Michal Meulenberg teaches Islamic studies at two Christian institutions in Southern California, serving as an adjunct assistant professor in Islamic Studies at Fuller Theological Seminary and Assistant Professor of Islamic Studies and Peace & Conflict Transformation Studies at Biola University.
Her classes focus on the history of Muslim-Christian relationships, Islam in North America, Islam in the global context, peace and conflict transformation, and grassroots peace building and social justice advocacy.

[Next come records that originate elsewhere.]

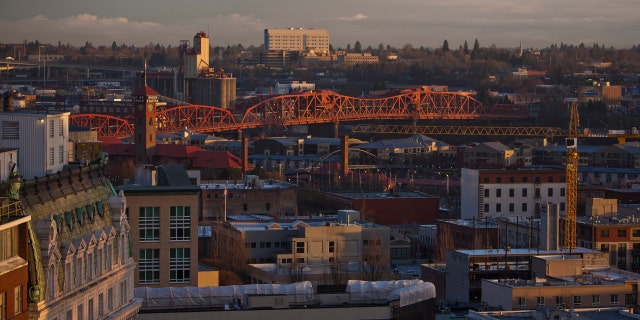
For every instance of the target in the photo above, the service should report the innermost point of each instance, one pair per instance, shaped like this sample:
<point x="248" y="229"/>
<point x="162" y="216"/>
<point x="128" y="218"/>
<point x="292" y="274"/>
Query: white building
<point x="505" y="192"/>
<point x="41" y="139"/>
<point x="296" y="39"/>
<point x="294" y="86"/>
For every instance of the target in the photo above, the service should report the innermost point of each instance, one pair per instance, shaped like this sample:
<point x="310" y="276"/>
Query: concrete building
<point x="287" y="251"/>
<point x="296" y="39"/>
<point x="351" y="59"/>
<point x="564" y="283"/>
<point x="8" y="163"/>
<point x="14" y="272"/>
<point x="163" y="206"/>
<point x="511" y="192"/>
<point x="389" y="208"/>
<point x="466" y="270"/>
<point x="80" y="264"/>
<point x="41" y="139"/>
<point x="222" y="199"/>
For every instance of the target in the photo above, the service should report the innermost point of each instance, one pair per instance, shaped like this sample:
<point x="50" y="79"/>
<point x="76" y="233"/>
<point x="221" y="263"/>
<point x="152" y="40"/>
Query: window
<point x="51" y="156"/>
<point x="149" y="266"/>
<point x="180" y="223"/>
<point x="149" y="224"/>
<point x="180" y="265"/>
<point x="577" y="301"/>
<point x="10" y="130"/>
<point x="90" y="309"/>
<point x="9" y="243"/>
<point x="17" y="303"/>
<point x="299" y="247"/>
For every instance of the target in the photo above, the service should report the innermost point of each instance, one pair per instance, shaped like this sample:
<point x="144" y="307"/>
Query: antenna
<point x="144" y="73"/>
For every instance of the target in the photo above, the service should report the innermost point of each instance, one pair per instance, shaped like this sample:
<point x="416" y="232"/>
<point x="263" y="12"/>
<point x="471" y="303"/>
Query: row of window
<point x="17" y="303"/>
<point x="179" y="223"/>
<point x="525" y="179"/>
<point x="524" y="193"/>
<point x="622" y="233"/>
<point x="577" y="301"/>
<point x="179" y="266"/>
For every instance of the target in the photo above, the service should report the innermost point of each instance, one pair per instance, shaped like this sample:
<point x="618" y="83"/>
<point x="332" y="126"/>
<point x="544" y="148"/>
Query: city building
<point x="221" y="199"/>
<point x="511" y="192"/>
<point x="163" y="207"/>
<point x="296" y="39"/>
<point x="41" y="139"/>
<point x="351" y="59"/>
<point x="466" y="270"/>
<point x="80" y="264"/>
<point x="14" y="271"/>
<point x="389" y="208"/>
<point x="563" y="282"/>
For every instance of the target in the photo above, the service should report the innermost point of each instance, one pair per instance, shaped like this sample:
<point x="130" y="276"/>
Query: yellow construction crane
<point x="572" y="180"/>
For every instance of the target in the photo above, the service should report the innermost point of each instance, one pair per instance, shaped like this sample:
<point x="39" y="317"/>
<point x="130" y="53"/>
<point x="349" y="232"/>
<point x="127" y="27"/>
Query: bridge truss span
<point x="322" y="106"/>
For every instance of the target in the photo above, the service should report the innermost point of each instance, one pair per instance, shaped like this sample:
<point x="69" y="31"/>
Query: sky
<point x="504" y="23"/>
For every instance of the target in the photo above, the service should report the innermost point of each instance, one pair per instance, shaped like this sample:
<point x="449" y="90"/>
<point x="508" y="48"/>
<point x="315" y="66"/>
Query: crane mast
<point x="572" y="180"/>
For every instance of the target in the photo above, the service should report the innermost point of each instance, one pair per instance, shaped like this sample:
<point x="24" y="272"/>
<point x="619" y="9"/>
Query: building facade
<point x="296" y="39"/>
<point x="80" y="264"/>
<point x="41" y="139"/>
<point x="509" y="192"/>
<point x="165" y="245"/>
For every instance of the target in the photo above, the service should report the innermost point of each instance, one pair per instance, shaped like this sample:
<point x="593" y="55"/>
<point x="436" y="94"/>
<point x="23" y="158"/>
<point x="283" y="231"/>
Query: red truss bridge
<point x="312" y="107"/>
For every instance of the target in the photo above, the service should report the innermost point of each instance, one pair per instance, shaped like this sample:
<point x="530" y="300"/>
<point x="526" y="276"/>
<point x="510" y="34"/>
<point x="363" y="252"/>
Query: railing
<point x="9" y="208"/>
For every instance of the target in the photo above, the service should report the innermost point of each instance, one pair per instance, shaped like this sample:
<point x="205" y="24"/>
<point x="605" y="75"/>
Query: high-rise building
<point x="296" y="39"/>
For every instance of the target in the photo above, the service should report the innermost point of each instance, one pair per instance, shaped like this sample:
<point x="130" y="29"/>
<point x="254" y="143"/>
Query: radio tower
<point x="572" y="180"/>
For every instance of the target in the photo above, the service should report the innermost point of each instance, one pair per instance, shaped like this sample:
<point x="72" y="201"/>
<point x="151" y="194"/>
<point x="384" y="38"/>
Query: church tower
<point x="144" y="101"/>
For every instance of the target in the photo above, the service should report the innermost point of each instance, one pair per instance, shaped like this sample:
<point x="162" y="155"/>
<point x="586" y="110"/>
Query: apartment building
<point x="80" y="264"/>
<point x="14" y="271"/>
<point x="511" y="192"/>
<point x="163" y="207"/>
<point x="562" y="282"/>
<point x="296" y="39"/>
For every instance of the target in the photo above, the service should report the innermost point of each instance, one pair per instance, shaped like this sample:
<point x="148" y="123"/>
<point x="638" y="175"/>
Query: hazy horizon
<point x="535" y="24"/>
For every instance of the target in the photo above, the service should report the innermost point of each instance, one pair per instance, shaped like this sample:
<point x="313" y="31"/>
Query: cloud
<point x="355" y="17"/>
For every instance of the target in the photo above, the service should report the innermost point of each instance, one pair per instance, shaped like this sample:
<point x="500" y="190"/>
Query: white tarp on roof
<point x="188" y="297"/>
<point x="413" y="294"/>
<point x="376" y="290"/>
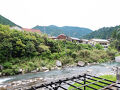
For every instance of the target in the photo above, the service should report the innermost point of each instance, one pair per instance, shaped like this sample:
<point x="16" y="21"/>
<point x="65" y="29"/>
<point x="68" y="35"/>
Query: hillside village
<point x="93" y="42"/>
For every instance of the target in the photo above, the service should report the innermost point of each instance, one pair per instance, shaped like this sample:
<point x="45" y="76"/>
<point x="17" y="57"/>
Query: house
<point x="52" y="37"/>
<point x="103" y="42"/>
<point x="16" y="28"/>
<point x="32" y="30"/>
<point x="62" y="37"/>
<point x="75" y="39"/>
<point x="84" y="41"/>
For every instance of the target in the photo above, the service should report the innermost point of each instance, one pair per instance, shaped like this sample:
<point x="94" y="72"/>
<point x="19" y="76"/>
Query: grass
<point x="109" y="77"/>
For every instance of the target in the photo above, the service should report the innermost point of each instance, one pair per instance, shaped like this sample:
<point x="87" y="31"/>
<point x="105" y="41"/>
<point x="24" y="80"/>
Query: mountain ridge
<point x="71" y="31"/>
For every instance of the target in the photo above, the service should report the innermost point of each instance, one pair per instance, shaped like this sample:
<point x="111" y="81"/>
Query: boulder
<point x="80" y="63"/>
<point x="1" y="67"/>
<point x="58" y="63"/>
<point x="117" y="59"/>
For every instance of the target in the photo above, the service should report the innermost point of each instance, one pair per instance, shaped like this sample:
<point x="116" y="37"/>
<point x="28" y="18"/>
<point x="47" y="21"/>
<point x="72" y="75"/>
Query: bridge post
<point x="118" y="77"/>
<point x="84" y="81"/>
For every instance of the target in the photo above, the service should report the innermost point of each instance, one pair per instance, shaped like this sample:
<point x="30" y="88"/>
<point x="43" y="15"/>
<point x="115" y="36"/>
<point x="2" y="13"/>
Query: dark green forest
<point x="6" y="21"/>
<point x="28" y="51"/>
<point x="67" y="30"/>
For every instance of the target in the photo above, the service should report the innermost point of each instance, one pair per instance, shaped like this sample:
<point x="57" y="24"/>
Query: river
<point x="98" y="69"/>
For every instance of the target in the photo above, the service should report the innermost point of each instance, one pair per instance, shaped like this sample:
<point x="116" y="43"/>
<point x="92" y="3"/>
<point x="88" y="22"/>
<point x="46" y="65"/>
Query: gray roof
<point x="100" y="40"/>
<point x="75" y="38"/>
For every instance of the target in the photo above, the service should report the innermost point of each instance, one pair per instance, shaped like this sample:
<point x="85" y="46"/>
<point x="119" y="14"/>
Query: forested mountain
<point x="6" y="21"/>
<point x="102" y="33"/>
<point x="67" y="30"/>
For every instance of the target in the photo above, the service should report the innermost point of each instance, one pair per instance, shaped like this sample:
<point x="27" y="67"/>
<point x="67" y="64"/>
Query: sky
<point x="93" y="14"/>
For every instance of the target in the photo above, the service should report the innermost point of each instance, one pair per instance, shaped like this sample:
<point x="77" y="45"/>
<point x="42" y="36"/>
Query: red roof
<point x="62" y="36"/>
<point x="31" y="30"/>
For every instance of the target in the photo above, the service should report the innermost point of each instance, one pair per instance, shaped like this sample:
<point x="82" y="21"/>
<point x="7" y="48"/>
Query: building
<point x="77" y="40"/>
<point x="32" y="30"/>
<point x="103" y="42"/>
<point x="84" y="41"/>
<point x="62" y="37"/>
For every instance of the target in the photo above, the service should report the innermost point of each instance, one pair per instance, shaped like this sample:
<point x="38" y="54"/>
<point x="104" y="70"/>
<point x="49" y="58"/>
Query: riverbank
<point x="40" y="64"/>
<point x="25" y="52"/>
<point x="97" y="70"/>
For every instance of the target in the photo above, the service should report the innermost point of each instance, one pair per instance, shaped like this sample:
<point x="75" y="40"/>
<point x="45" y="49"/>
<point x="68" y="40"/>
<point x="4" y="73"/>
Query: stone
<point x="80" y="63"/>
<point x="58" y="63"/>
<point x="1" y="67"/>
<point x="117" y="59"/>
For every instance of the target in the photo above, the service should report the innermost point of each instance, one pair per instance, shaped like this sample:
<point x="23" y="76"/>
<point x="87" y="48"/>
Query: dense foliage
<point x="108" y="77"/>
<point x="28" y="51"/>
<point x="102" y="33"/>
<point x="115" y="41"/>
<point x="67" y="30"/>
<point x="5" y="21"/>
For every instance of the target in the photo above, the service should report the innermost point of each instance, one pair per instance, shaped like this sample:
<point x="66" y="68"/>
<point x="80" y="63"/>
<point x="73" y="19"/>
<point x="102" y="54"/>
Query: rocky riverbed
<point x="32" y="79"/>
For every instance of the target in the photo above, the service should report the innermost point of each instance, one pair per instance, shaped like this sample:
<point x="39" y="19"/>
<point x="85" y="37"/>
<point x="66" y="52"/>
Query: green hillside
<point x="67" y="30"/>
<point x="102" y="33"/>
<point x="6" y="21"/>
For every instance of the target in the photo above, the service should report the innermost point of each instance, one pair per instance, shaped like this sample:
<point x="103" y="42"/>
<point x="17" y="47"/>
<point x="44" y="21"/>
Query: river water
<point x="98" y="69"/>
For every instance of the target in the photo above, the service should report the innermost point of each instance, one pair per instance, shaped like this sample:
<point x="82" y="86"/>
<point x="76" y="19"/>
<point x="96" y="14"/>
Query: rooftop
<point x="100" y="40"/>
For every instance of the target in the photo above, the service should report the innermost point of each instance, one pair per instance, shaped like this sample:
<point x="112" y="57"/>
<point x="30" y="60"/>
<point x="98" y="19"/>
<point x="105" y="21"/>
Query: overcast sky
<point x="91" y="14"/>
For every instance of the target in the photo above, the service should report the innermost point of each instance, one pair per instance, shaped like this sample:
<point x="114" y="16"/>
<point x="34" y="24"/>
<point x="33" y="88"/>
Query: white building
<point x="103" y="42"/>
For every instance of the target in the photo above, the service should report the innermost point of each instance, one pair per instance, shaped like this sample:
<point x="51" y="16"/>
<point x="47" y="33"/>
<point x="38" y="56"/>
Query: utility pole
<point x="118" y="77"/>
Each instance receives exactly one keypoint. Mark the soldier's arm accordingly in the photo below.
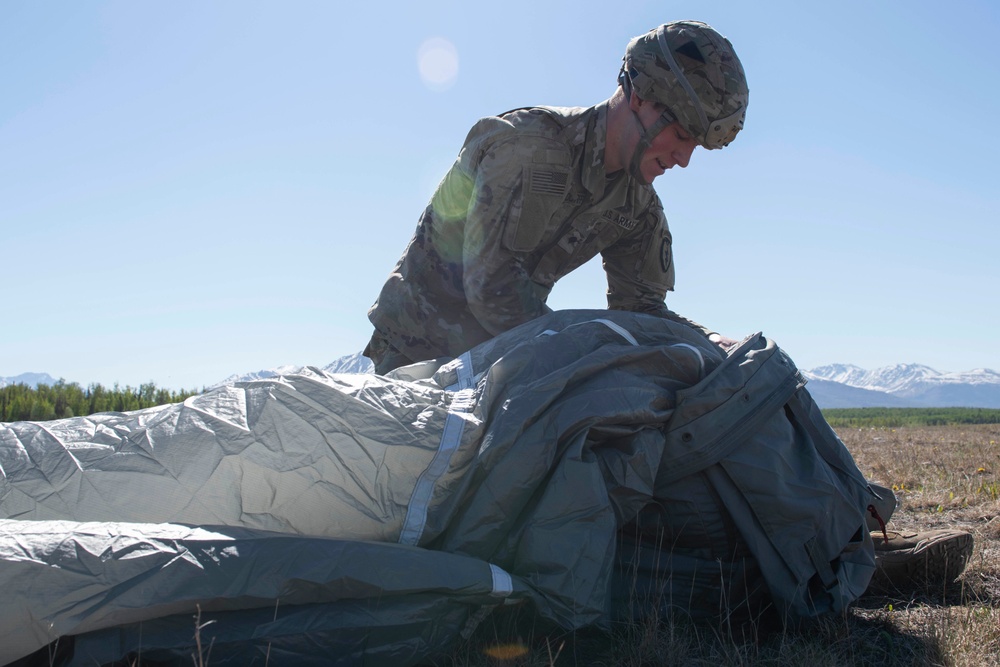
(501, 228)
(640, 271)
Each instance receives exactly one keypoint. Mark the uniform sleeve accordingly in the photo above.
(504, 222)
(640, 269)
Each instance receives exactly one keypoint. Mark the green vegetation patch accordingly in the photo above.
(896, 417)
(20, 402)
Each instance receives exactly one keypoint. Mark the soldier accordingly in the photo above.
(537, 192)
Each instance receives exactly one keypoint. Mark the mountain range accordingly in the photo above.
(832, 386)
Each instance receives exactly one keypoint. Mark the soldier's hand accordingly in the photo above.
(724, 342)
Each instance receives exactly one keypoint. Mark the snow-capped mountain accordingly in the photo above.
(832, 386)
(30, 379)
(351, 363)
(912, 385)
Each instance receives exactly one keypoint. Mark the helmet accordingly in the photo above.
(694, 72)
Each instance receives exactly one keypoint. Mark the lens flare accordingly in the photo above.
(437, 61)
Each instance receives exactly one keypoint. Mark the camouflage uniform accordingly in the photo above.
(527, 201)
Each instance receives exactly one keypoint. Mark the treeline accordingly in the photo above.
(896, 417)
(20, 402)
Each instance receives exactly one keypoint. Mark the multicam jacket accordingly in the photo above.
(527, 201)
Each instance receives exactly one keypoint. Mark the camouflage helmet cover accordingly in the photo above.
(693, 71)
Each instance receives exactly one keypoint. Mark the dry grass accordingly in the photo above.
(945, 476)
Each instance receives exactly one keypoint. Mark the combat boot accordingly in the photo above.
(910, 561)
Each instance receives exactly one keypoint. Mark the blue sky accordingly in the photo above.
(194, 189)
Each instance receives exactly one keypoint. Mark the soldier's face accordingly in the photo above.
(672, 147)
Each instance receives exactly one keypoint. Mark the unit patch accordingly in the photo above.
(620, 220)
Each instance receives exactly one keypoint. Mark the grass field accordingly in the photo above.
(945, 477)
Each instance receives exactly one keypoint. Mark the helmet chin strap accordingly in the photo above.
(646, 134)
(645, 140)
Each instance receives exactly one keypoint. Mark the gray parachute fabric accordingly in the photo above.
(590, 463)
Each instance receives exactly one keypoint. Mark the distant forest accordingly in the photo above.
(20, 402)
(896, 417)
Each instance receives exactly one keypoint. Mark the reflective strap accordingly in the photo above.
(503, 585)
(697, 352)
(617, 328)
(451, 437)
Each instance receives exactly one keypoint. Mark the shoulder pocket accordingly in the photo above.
(543, 190)
(658, 261)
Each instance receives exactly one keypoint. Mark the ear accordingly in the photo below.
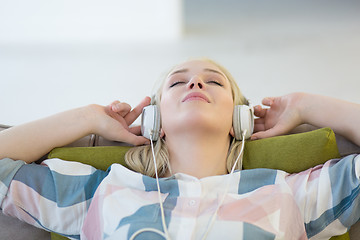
(162, 133)
(232, 132)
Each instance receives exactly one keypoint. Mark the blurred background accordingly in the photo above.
(57, 55)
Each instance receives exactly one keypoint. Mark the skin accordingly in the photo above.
(197, 130)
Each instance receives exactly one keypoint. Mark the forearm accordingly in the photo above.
(342, 116)
(31, 141)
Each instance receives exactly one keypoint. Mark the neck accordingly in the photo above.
(198, 155)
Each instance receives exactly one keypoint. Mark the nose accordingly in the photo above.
(195, 82)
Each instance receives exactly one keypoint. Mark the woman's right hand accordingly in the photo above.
(113, 122)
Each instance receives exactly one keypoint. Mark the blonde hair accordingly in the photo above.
(140, 159)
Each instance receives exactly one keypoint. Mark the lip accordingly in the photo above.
(196, 96)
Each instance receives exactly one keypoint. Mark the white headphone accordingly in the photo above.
(243, 119)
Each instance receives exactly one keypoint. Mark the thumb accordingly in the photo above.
(272, 132)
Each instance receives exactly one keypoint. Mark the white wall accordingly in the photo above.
(64, 21)
(271, 48)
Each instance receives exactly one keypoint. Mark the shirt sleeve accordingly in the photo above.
(328, 196)
(54, 196)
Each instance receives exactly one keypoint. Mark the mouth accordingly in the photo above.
(196, 96)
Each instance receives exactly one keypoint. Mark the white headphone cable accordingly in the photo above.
(164, 234)
(213, 218)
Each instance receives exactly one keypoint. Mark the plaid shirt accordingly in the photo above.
(79, 201)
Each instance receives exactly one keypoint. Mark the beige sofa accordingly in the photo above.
(13, 229)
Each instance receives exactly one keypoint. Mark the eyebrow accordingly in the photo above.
(179, 71)
(205, 69)
(214, 71)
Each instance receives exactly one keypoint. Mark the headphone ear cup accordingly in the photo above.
(243, 119)
(150, 122)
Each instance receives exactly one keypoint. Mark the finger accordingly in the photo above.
(133, 139)
(259, 111)
(116, 117)
(135, 130)
(120, 107)
(272, 132)
(268, 101)
(134, 114)
(259, 127)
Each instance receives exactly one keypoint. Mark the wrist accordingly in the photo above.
(305, 107)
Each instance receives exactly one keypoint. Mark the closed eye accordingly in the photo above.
(215, 82)
(176, 83)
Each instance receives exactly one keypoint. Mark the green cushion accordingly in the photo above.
(291, 153)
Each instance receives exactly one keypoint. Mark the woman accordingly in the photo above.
(198, 199)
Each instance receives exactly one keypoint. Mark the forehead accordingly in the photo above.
(195, 65)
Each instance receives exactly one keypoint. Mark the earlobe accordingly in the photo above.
(162, 133)
(232, 133)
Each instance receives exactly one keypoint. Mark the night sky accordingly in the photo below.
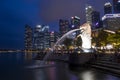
(14, 14)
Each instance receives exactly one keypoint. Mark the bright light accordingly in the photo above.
(109, 46)
(73, 26)
(72, 17)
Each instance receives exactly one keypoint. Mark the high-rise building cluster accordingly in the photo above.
(111, 18)
(92, 17)
(66, 25)
(40, 38)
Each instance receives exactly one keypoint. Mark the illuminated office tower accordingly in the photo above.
(41, 37)
(28, 37)
(75, 22)
(111, 22)
(89, 10)
(107, 8)
(64, 26)
(116, 6)
(95, 19)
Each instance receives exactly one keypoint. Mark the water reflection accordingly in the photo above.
(12, 67)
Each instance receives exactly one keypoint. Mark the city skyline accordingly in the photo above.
(15, 14)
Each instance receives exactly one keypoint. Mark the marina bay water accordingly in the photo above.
(13, 67)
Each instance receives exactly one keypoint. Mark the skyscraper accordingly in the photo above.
(111, 22)
(95, 19)
(28, 37)
(64, 26)
(53, 38)
(41, 37)
(89, 10)
(107, 8)
(116, 6)
(75, 22)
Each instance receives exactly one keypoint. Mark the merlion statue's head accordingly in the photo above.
(85, 28)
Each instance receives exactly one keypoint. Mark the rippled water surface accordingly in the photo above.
(22, 66)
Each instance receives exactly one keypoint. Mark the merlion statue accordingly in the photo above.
(85, 30)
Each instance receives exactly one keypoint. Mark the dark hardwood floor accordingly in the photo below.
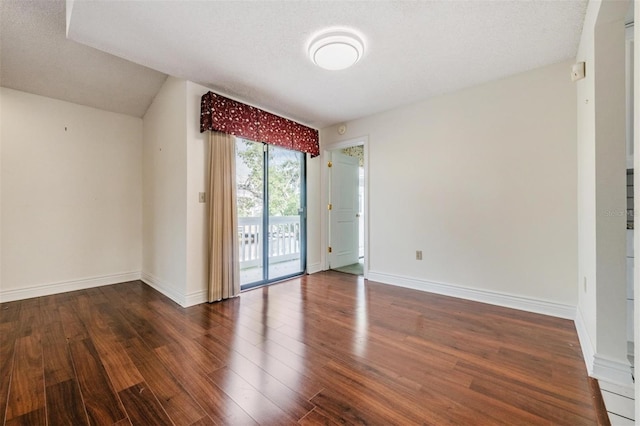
(329, 348)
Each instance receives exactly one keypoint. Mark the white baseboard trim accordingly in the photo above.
(195, 298)
(588, 351)
(612, 371)
(164, 288)
(598, 366)
(493, 298)
(65, 286)
(314, 268)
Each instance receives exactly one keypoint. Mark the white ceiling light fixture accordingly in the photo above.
(336, 49)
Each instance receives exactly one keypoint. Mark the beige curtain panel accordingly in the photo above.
(224, 266)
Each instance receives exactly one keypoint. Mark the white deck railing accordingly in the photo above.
(284, 240)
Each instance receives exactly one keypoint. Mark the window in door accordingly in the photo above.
(271, 212)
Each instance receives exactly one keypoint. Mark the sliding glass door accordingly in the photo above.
(271, 212)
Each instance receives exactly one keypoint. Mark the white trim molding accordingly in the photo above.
(195, 298)
(164, 288)
(314, 267)
(65, 286)
(493, 298)
(612, 371)
(598, 366)
(588, 351)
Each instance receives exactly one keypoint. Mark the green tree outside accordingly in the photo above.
(284, 180)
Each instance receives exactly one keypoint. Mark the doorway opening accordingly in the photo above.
(346, 212)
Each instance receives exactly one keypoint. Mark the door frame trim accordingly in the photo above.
(324, 201)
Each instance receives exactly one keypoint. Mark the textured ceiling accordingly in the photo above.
(257, 51)
(36, 57)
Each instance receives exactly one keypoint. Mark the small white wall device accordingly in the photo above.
(577, 71)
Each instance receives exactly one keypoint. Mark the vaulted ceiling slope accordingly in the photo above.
(256, 51)
(37, 57)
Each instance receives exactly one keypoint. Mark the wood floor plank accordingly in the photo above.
(26, 393)
(64, 404)
(36, 417)
(142, 406)
(218, 405)
(102, 404)
(250, 399)
(7, 347)
(58, 366)
(328, 348)
(179, 405)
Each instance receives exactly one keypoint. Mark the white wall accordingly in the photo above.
(197, 175)
(70, 196)
(164, 166)
(601, 320)
(483, 181)
(314, 212)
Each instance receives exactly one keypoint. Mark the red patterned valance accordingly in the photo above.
(235, 118)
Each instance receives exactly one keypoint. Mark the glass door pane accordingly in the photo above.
(250, 193)
(286, 225)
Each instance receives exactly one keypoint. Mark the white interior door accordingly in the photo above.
(343, 216)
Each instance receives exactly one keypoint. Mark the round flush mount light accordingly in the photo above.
(336, 50)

Meulenberg used the curriculum “Christian Leadership in a Multifaith World,” co-designed by IFYC and the Council for Christian Colleges and Universities (CCCU), which together awarded grants for educators to use the curriculum on Christian campuses. The program explores the Christian foundation for interfaith bridge-building, enhances students’ religious literacy, and highlights the ways interfaith cooperation fueled the American civil rights movement.
In a recent program for the cohort of grantees, Meulenberg spoke with IFYC Program Manager Don Abram about interfaith cooperation within a Christian context. The following conversation has been edited for clarity.
Don Abram: I am curious, you are someone who has been able to carry out the curriculum, not just in one campus context, but in two, and I’m really interested in your perspective on engaging interfaith conversations within a predominantly Christian context. As we know, it presents unique opportunities and also unique challenges. Tell us about how you’ve navigated challenges and opportunities in your classroom as an interfaith leader.
Michal Meulenberg: Last spring, I was able to use the curriculum in a class that’s specifically focused on helping Biola students engage in Islam. And then I also taught a class on action and advocacy. All of these students were interested in social justice, human rights, and then it brought interfaith in there, so it came from two different angles.